Not because I cared about her. I didn’t, obviously. But the way he said it—the way he dismissed her, a person, one he carved her down to nothing with just a few words, felt like a warning to me. That was the real Finn Wagner. He was not just cold. There was something dangerous about him. He was someone who could hold you in his hands and then let you shatter without blinking.

I hated him. I told myself that a hundred times that night as I crept back into my room, heart thudding, cheeks hot. I hate him. I don’t care. I don’t care.But my body betrayed me, because I could still hear his laugh even when I pressed a pillow over my ears.

After that, I avoided him. At dinners, at holidays, at the rare moments he appeared at all. It was easy, because he stayed gone. Too busy for Christmas, too distant for summers, too successful for birthdays. His name was always on the RSVP list, but his chair always sat empty. And I told myself that was for the best.

Until now.

###

The foyer tilts back into focus.

I blink, and Finn is already moving toward the dining room with Mom’s hand at his elbow. The chandelier light glances off his dark hair. He’s somehow grown older, harder, and more dangerous than the boy who laughed into his phone while I hid on the stairs.
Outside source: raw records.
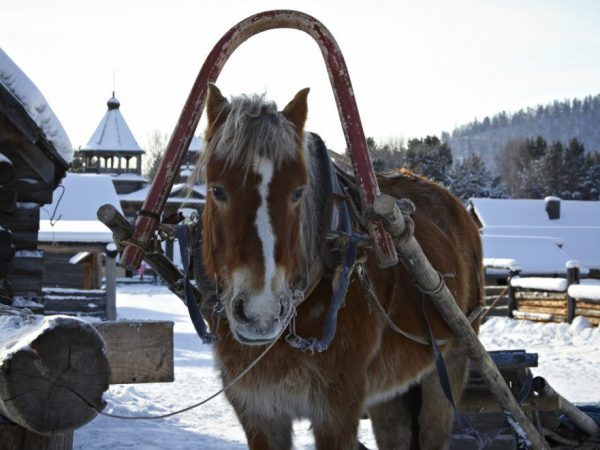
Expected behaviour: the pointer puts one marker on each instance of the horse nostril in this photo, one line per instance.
(238, 309)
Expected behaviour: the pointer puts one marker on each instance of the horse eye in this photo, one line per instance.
(297, 194)
(219, 193)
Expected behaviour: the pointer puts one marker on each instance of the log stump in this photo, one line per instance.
(53, 371)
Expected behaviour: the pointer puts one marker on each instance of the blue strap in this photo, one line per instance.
(339, 294)
(440, 365)
(190, 301)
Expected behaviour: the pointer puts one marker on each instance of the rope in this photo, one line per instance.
(206, 400)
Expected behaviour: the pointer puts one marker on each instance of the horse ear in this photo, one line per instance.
(297, 109)
(216, 108)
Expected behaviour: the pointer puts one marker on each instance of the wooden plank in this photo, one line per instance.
(139, 351)
(14, 437)
(588, 303)
(540, 295)
(587, 312)
(32, 190)
(543, 310)
(542, 303)
(539, 316)
(477, 402)
(25, 240)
Not to mention, I’m engaged. So why am I even thinking about him?

But inside me, there’s still that girl lurking in the shadows, her heart racing and throat tight, whispering to herself:Don’t care. Don’t you dare care.

But the truth burns beneath my ribs: I do.
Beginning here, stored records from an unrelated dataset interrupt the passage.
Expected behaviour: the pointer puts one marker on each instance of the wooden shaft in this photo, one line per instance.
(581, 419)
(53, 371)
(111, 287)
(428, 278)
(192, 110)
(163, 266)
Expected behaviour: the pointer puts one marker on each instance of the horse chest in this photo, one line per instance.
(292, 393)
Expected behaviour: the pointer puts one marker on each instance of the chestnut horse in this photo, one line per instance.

I’ve always wanted to impress him. How could I not, with the way Richard talked about him? Like he is the best person in the world.

I should follow Mom’s perfume trail and the click of her heels into the dining room; slide into the role she’s been rehearsing me for since I was old enough to walk. Smile, sit, and behave.
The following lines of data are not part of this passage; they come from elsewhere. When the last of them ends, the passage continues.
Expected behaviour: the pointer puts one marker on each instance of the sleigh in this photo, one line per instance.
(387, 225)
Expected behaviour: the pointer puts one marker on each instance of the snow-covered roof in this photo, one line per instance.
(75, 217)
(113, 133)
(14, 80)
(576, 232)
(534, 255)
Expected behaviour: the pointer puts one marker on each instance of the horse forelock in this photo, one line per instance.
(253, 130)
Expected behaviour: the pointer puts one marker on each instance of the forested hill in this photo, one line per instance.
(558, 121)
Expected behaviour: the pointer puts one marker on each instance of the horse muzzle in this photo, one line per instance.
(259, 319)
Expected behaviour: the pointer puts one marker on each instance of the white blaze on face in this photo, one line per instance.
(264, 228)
Instead, I pause in the foyer, staring at the reflection of the chandelier in the spotless floor. My reflection stares back, fractured by light, and I wonder if I’ll ever feel whole under this roof again.

“Sweetheart?” Richard’s voice drifts from the side hall. He’s halfway out of his jacket, tie loosened, sleeves rolled. He looks at me with that quiet warmth that never asks for anything. “You coming?”

“In a second,” I manage.

He nods, not pushing. “Don’t be long. Your mom’s holding her breath in there.” He smiles, soft and tired, and disappears into the dining room.

My mom’s moods and breaths. That’s what this house feels like most days, her inhale, her control, and her demand that nothing spill out of its lines. And me? I’ve been holding mine to match hers ever since I can remember.

I touch the tiny pendant at my collarbone, grounding myself in its heart shape. My heart won’t stop racing. My body remembers Thanksgiving, that hallway, the laugh I overheard through a vent. The vow I made to hate him. And yet… hereI am, pulse betraying me in the very place where my family is supposed to feel safe.